No 30.º ano de sua morte, ele permanece como o mais clássico dos revolucionários da tela

Luiz Carlos Merten
 
Reprodução
Luchino Visconti
SÃO PAULO - Como grande diretor de cinema, ópera e teatro, Luchino Visconti foi o encenador da própria morte. Numa de suas últimas entrevistas, ele admitiu que pensava com freqüência no assunto. "A morte deve ser tão natural quanto a vida", disse. "Talvez seja até melhor." Bruno Villien conta o que foi o último dia do mestre em seu livro Visconti. O cineasta, que sofrera um derrame enquanto filmava Ludwig, padecia há anos com problemas respiratórios e preso a uma cadeira de rodas. Quando concluía a montagem de O Inocente, que terminou sendo seu último filme - não chegou a vê-lo pronto -, pegou uma gripe. No dia 17 de março de 1976, há 30 anos, assistido pela irmã, Uberta, decidiu que estava cansado e não iria levantar-se. Pediu para ouvir A Segunda Sinfonia, de Brahms. Ouviu duas vezes e disse - "Adesso, basta." Agora, chega. Virou-se para o lado e morreu.

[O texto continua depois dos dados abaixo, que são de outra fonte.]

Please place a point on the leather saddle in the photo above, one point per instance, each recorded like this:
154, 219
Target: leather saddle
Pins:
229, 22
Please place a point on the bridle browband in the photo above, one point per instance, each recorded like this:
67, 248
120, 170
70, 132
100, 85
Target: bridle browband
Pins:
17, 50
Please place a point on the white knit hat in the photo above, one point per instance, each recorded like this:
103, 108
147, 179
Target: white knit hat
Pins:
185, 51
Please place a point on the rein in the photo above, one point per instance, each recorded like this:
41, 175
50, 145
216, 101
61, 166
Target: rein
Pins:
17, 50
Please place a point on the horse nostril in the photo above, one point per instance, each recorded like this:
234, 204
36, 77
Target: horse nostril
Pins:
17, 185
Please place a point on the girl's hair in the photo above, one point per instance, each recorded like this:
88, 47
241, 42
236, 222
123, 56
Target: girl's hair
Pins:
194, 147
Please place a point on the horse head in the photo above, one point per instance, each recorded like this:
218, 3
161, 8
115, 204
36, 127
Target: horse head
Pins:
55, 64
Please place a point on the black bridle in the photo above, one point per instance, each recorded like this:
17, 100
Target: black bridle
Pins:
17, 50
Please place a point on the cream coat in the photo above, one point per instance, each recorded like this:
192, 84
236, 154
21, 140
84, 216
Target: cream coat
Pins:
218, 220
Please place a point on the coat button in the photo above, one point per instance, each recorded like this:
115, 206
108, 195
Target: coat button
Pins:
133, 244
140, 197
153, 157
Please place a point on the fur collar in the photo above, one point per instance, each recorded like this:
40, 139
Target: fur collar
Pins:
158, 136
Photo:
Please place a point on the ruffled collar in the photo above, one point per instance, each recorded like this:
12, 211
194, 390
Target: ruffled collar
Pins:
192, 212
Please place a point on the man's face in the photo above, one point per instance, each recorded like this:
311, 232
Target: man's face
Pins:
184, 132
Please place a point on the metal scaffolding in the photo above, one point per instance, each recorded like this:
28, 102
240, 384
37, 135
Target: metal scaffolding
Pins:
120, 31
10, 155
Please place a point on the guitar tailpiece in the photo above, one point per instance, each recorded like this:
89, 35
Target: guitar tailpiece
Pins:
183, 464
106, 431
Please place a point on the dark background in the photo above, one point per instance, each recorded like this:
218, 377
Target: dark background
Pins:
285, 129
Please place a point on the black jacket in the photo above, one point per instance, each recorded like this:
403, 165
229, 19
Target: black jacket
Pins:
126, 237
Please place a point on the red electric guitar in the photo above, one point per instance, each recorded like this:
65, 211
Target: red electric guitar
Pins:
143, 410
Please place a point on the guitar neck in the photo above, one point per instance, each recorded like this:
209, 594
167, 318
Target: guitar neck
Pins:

Há quase cem anos, no dia 2 de novembro de 1906, Visconti nasceu em Milão, na Via Salaria, na mansão pertencente à sua avó materna, Anna Erba, proprietária do império farmacêutico. O pai era um aristocrata, o conde de Modrone. Comemoram-se este ano, portanto, o centenário do nascimento e os 30 anos da morte de um dos maiores artistas que o cinema conheceu. O maior? Pode até ser que seja. Visconti antecipou o neo-realismo com Obsessão, deu ao movimento um de seus mais belos títulos (La Terra Trema), mas também anunciou seu fim, com Belíssima e Sedução da Carne (Senso). Com Rocco e Seus Irmãos, em 1960, fez um filme que permanece um marco e uma referência para devotos de todo o mundo, que o cultuam como obra-prima absoluta. Seguiram-se novos clássicos - O Leopardo, Vagas Estrelas da Ursa. A trilogia alemã, formada por Os Deuses Malditos, Morte em Veneza e Ludwig - A Paixão de Um Rei, é mais polêmica, mas forma um bloco de notável coerência.

Belas artes

É tempo de reverenciar Visconti, graças a André Sturm, da Pandora, que homenageia o diretor, exibindo, em horários especiais, no HSBC Belas Artes, alguns de seus maiores filmes, cujos direitos de distribuição possui - Belíssima, Rocco, O Leopardo, Morte em Veneza, O Inocente. Todos exibem grande cuidado cenográfico, pois Visconti era aquilo que se chama de perfeccionista. Ele chegou ao cinema através da cenografia. Descendente de uma grande família da Lombardia, teve uma criação indolente, no meio das artes, das letras e da criação de cavalos. Poderia ter sido um daqueles jovens que brincam de pular sobre os sofás, indiferentes ao próprio futuro, no fim do baile de O Leopardo. Começou a interessar-se pelo cinema aos 30 anos, quando sua amiga Coco Chanel lhe apresentou o diretor francês Jean Renoir, a quem assistiu em Les Bas Fonds e Une Partie de Campagne. Eram os anos do Front Populaire e Renoir fazia filmes de temática social. Visconti tornou-se comunista, o que foi sempre motivo de escândalo. Era chamado de ´conde vermelho´.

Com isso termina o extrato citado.